I will give you an example to demonstrate how this this phenomena can occur. Safyia Umoja Noble, a professor at UCLA’s Information Studies Department, has written extensively on how search engines portray women of color. In an article for Bitch Magazine, she describes what happened when her students searched for ‘black girls’ online. was the first result. To be clear, the students did not mention porn in their search. This website was the first result for the simple query, ‘black girls.’ She describes similar results for ‘Latina girls,’ and other women of color. How could this happen? Should porn really be the first result for ‘black girls’? What about Google’s algorithm determined porn to be the most relevant search result?

After a quick thought, the answer is obvious. Google’s algorithm seems to take popularity into consideration when sorting results, meaning that if more people click on porn, then porn is higher in the results. Of course, Google’s algorithm is proprietary and secret, but this assumption does not seem to be outlandish. There is a lot to be said about what using popularity as a criteria for search engine results means for the representation of minorities, but it is best to read Noble’s work to get a thorough discussion of those matters. You’ll learn a lot more that way than if I try to summarize her work for you. Instead, I would like to make a simple point: the search engine is not infallible. It is a human-designed device that reflects preexisting human priorities. When these priorities are problematic, so are the search results.

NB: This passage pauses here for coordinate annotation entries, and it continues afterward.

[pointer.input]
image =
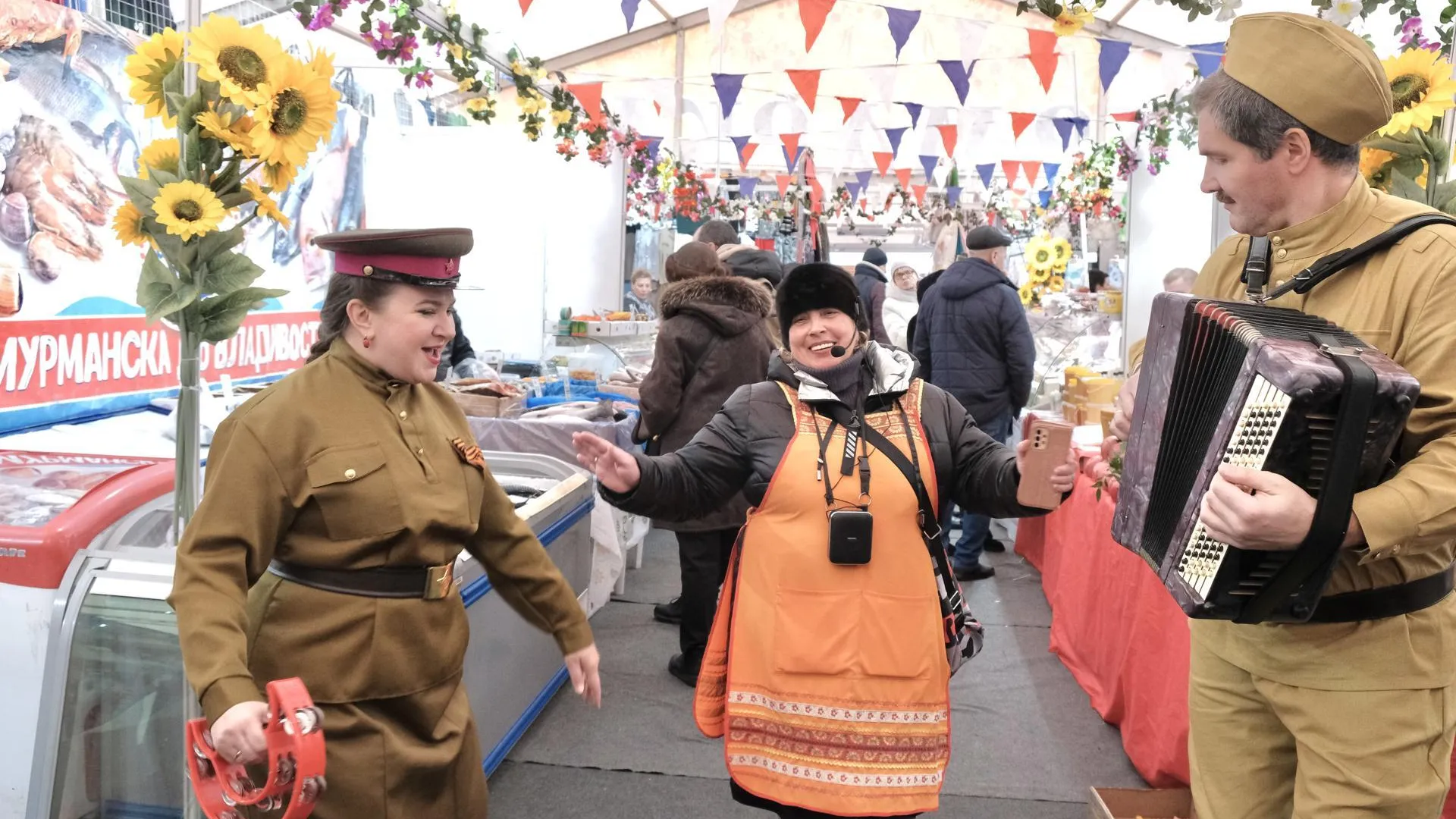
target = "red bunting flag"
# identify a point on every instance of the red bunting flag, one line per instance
(807, 83)
(1011, 167)
(813, 15)
(590, 98)
(746, 155)
(1021, 121)
(948, 134)
(1043, 55)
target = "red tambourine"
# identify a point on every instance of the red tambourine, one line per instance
(294, 760)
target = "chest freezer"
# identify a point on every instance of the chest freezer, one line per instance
(108, 703)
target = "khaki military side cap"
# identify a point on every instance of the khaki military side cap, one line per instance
(1316, 72)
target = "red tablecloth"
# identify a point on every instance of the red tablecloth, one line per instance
(1119, 632)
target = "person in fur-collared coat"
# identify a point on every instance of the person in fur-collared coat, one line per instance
(710, 343)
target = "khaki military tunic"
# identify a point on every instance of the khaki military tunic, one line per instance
(1363, 710)
(343, 466)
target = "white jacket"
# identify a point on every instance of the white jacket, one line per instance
(900, 305)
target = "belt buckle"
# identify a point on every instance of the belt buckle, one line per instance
(438, 582)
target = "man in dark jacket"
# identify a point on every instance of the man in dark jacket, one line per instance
(870, 278)
(710, 343)
(974, 337)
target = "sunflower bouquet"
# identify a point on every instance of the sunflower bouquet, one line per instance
(242, 134)
(1408, 158)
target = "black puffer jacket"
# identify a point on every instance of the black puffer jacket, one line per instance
(711, 341)
(973, 337)
(740, 449)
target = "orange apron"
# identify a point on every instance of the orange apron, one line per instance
(830, 682)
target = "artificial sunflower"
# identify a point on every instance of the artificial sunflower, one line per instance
(149, 69)
(239, 60)
(1421, 86)
(299, 110)
(265, 205)
(235, 130)
(162, 155)
(128, 226)
(188, 209)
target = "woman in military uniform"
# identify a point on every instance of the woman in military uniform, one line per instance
(337, 503)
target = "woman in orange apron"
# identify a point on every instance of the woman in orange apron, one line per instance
(826, 670)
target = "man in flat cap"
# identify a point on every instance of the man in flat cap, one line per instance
(1348, 716)
(971, 335)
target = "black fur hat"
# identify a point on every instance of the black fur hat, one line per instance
(817, 286)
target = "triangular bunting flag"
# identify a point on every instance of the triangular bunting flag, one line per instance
(1011, 168)
(894, 136)
(813, 14)
(948, 136)
(590, 98)
(1063, 130)
(1019, 121)
(1043, 55)
(929, 162)
(1110, 60)
(960, 76)
(1209, 57)
(902, 24)
(746, 155)
(629, 11)
(807, 83)
(728, 88)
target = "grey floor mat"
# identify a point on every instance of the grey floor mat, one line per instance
(1025, 742)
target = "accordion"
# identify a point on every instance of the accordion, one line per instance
(1263, 388)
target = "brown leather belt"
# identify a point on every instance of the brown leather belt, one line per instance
(1389, 601)
(425, 582)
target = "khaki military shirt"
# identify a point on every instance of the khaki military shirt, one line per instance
(343, 466)
(1404, 303)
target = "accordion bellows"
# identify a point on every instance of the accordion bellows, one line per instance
(1256, 387)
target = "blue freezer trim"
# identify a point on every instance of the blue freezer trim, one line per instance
(481, 586)
(497, 755)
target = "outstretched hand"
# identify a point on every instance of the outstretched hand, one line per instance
(610, 464)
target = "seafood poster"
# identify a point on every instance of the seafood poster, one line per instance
(73, 343)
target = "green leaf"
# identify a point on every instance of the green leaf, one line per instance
(229, 273)
(221, 315)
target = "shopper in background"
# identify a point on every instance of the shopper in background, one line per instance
(337, 503)
(1180, 280)
(973, 330)
(807, 656)
(710, 343)
(902, 303)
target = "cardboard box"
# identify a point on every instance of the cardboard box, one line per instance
(1128, 803)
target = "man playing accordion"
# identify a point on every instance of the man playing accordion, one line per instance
(1329, 720)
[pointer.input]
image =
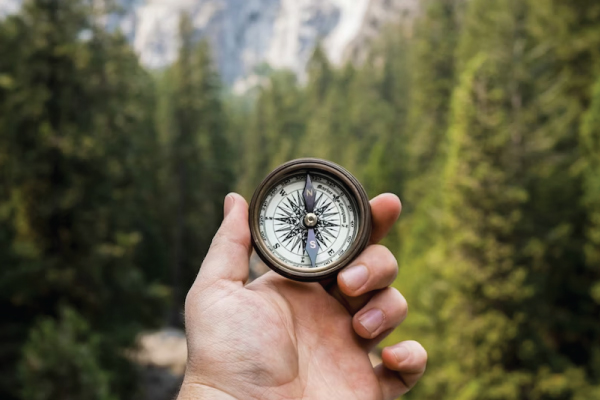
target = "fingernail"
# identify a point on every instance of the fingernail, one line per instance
(372, 320)
(355, 277)
(228, 205)
(401, 352)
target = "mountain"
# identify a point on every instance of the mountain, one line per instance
(246, 34)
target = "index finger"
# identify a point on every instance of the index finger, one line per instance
(385, 210)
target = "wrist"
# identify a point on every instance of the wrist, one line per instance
(197, 391)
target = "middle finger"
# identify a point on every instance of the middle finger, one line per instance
(376, 268)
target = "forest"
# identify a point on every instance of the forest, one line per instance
(482, 116)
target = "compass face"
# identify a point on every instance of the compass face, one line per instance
(309, 218)
(284, 228)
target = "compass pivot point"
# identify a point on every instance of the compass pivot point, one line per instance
(310, 220)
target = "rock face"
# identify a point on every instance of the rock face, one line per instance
(245, 34)
(378, 15)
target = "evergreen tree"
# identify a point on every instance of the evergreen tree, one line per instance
(200, 161)
(71, 99)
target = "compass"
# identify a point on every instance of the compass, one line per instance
(309, 218)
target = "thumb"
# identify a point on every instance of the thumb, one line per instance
(229, 251)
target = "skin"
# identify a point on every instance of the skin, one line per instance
(279, 339)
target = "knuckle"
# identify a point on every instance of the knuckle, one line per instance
(400, 302)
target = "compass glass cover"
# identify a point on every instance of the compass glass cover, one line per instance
(287, 231)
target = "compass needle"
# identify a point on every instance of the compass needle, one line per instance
(308, 219)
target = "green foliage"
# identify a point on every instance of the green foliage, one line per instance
(199, 162)
(60, 361)
(73, 178)
(484, 117)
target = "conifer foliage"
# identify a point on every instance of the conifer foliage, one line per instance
(483, 116)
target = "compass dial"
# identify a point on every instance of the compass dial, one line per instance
(284, 229)
(309, 218)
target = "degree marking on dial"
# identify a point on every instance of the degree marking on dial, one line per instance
(282, 219)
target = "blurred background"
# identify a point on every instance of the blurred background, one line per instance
(124, 123)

In the ‘information age,’ or whatever we are calling it at this point, what this means is that preexisting priorities can be amplified in a way that they were not before. More people see these results, and more people can be influenced by them. The search engine does not necessarily provide truth, accuracy, or expertise. Instead, it can provide a magnified version of the problematic, inaccurate, and hurtful representations that have been created and enforced overtime. The algorithm is not truth; the algorithm is media.

Back to Amazon. It may feel like I’ve ventured from that New York Times article, but I haven’t really. As with a search engine, the methods of measuring worker productivity are as subject to human fallibility as other ways of measuring output. As humans create new ways to measure success, those measurements will reflect preexisting notions of what success means and what a successful person looks like. When this phenomena is hidden behind a perceived objectivity in numerical assessment, it is more difficult to argue against. When a manager can simply point to the ‘data’ rather than having an in-depth conversation about what worker output should look like, the workers themselves are left at a loss. In order to participate in negotiations at this level, workers either need to have a high-level understanding of how the criteria for success is quantified or they need to excel within the manager’s data-centric assessment system. And, clearly, excelling in a manager-designed assessment system may not best serve the needs of the worker.

There is a lot more to talk about here, but it will have to wait for another day. I’ll just leave you with one suggestion: it is time we stop asking to see the numbers and start asking to see the math.